ARTICLE from WASHINGTON POST Writer Peter Finn
GUANTANAMO BAY - A military judge in Guantanamo Bay today denied the Obama administration's request to delay proceedings for 120 days in the case of a detainee accused of planning the October 2000 attack on the USS Cole warship, an al-Qaeda strike that killed 17 service members and injured 50 others.
The decision throws into some disarray the administration's efforts to buy time to review individual detainee cases as part of its plan to close the U.S. military prison at the Guantanamo naval base in Cuba. The Pentagon may now be forced to temporarily withdraw the charges against Abd al Rahim al-Nashiri, a Saudi citizen of Yemeni descent.
Nashiri is facing arraignment on capital charges on Feb. 9, and Judge James Pohl, an Army colonel, said the case would go ahead.
"We just learned of the ruling here . . . and we are consulting with the Pentagon and the Department of Justice to explore our options in that case," White House spokesman Robert Gibbs said. Asked at a news briefing whether the decision would hamper the administration's ability to evaluate the cases of Guantanamo detainees, Gibbs replied: "No. Not at all."
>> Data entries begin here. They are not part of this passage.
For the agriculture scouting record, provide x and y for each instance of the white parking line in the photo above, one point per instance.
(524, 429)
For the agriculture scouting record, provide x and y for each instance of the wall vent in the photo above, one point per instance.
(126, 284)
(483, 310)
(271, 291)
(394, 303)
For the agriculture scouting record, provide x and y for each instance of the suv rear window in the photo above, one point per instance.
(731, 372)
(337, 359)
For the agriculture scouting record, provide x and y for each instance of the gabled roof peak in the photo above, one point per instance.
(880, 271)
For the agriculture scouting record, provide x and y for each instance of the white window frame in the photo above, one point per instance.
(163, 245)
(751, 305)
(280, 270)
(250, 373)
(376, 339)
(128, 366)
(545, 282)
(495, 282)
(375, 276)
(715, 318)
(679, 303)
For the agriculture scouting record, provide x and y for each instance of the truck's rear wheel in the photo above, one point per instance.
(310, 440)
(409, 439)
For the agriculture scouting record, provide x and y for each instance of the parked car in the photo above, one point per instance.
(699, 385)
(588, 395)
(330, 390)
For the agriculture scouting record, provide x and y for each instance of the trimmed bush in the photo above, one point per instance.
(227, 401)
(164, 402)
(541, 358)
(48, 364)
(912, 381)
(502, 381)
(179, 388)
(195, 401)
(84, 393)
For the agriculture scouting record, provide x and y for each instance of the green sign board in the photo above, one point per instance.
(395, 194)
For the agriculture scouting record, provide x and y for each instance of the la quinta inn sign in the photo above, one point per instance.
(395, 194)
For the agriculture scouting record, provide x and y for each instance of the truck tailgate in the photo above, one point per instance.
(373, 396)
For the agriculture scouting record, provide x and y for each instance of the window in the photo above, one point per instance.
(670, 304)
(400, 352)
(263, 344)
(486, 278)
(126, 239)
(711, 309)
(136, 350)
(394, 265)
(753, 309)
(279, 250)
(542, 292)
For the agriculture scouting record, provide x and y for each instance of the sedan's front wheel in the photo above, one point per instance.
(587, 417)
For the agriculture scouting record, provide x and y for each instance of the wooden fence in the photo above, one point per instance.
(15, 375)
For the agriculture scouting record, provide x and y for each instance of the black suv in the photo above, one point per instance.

In one of his first actions, President Obama issued an executive order instructing Secretary of Defense Robert M. Gates to make sure all military commission proceedings "are halted" during a review of the cases of individual detainees at Guantanamo and of the broader system of military commission trials.
The administration chose to achieve that by instructing military prosecutors to seek 120-day suspensions of legal proceedings in the cases of 21 detainees who have been charged. Approximately 245 prisoners are being held at Guantanamo.